Require an independent double check of all doses before dispensing and administering IV insulin. Build the double check into daily work processes so it can be accomplished without disruptions. "Smart" infusion pumps with set dose limits also can serve as a double check.

Provide staff with ongoing education about insulin products and methods of delivery. Prepare a chart that lists all insulin products used in your facility. Include generic and brand names; concentration; onset, peak, and duration of action; acceptable routes of administration; time of administration in relationship to meals; appropriate drug delivery devices; and special precautions (e.g., measuring the proper dose, mixing instructions, more frequent patient glucose monitoring). Pictures of the boxes in which insulin is packaged also would be helpful. Post the charts in areas where insulin is prescribed, dispensed, and administered.

Educate patients about their insulin therapy and how to prevent and treat hypoglycemia. Reinforce how physical activity and snacks affect glucose levels and how to handle circumstances such as travel and illness. Ask patients to demonstrate glucose monitoring skills and insulin administration, including measuring the correct dose.
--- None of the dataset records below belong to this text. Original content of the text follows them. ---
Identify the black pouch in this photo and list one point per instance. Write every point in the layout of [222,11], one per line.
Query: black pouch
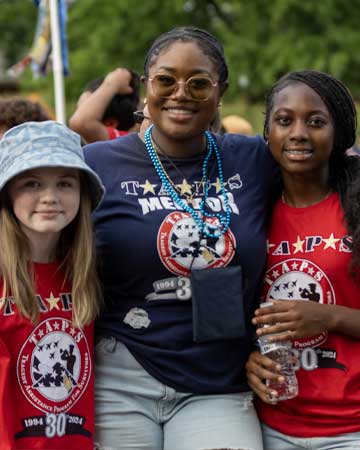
[217,304]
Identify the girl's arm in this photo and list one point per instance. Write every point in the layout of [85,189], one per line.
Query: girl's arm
[299,318]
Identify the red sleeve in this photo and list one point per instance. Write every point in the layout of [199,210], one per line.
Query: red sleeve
[6,405]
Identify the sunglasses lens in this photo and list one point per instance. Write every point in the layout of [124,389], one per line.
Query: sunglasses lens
[164,85]
[200,88]
[138,116]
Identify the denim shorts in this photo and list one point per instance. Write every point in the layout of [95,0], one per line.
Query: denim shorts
[274,440]
[135,411]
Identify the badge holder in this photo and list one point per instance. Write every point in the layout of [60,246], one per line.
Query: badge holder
[217,303]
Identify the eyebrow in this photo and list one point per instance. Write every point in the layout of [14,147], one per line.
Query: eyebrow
[34,175]
[195,71]
[315,111]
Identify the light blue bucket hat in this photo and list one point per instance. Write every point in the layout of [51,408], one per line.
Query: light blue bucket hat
[32,145]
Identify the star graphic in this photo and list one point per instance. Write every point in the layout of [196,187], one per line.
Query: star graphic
[298,245]
[53,301]
[185,187]
[148,187]
[330,242]
[217,185]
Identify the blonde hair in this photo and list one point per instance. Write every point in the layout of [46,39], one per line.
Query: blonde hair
[76,250]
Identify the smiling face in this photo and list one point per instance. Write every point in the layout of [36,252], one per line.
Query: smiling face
[45,201]
[300,131]
[180,117]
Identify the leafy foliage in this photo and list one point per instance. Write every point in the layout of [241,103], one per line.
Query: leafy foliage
[262,39]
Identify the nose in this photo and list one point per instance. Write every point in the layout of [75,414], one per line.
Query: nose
[49,196]
[180,90]
[299,131]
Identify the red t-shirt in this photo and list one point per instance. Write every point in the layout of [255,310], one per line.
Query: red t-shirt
[46,375]
[309,260]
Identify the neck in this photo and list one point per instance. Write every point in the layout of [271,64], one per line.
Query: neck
[302,193]
[43,250]
[179,148]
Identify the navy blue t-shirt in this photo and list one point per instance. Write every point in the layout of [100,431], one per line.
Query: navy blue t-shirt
[145,242]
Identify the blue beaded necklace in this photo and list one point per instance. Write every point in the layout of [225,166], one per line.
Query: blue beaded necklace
[208,229]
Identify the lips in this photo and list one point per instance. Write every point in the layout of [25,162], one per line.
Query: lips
[298,154]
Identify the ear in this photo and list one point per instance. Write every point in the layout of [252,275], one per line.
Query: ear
[111,122]
[223,86]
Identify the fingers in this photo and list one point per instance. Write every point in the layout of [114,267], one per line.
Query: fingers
[259,368]
[280,331]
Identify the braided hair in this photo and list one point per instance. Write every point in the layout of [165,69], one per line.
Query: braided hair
[206,41]
[344,170]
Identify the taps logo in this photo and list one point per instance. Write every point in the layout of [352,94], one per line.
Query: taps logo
[54,366]
[181,246]
[298,279]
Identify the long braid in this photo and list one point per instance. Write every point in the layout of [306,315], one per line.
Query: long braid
[344,170]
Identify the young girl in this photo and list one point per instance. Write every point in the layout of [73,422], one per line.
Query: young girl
[50,292]
[312,274]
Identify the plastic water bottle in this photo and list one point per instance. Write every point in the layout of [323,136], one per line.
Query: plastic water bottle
[281,353]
Gauge the patient's response to insulin by obtaining blood glucose levels. For hospitalized patients, the nurse who administers the insulin should perform the glucose testing to avoid potential communication failures. Pay special attention to patients at risk for hypokalemia and hypoglycemia (e.g., people who are fasting or have autonomic neuropathy, those taking potassium-lowering drugs). Patients with renal or hepatic impairment may require reduction in total daily doses of all insulin.

Don't assume there are no problems with insulin therapy at your practice site. Audit health records for episodes of hypoglycemia and hyperglycemia, misuse of the abbreviation "u" in prescriptions, the frequency of verbal insulin orders and so on. Proactively anticipate and address problems with insulin use in both inpatient and outpatient settings through the Failure Mode and Effects Analysis process and by discussing insulin errors that have happened in other practice sites. Don't let down your guard with this high-alert medication, even if problems are not obvious today.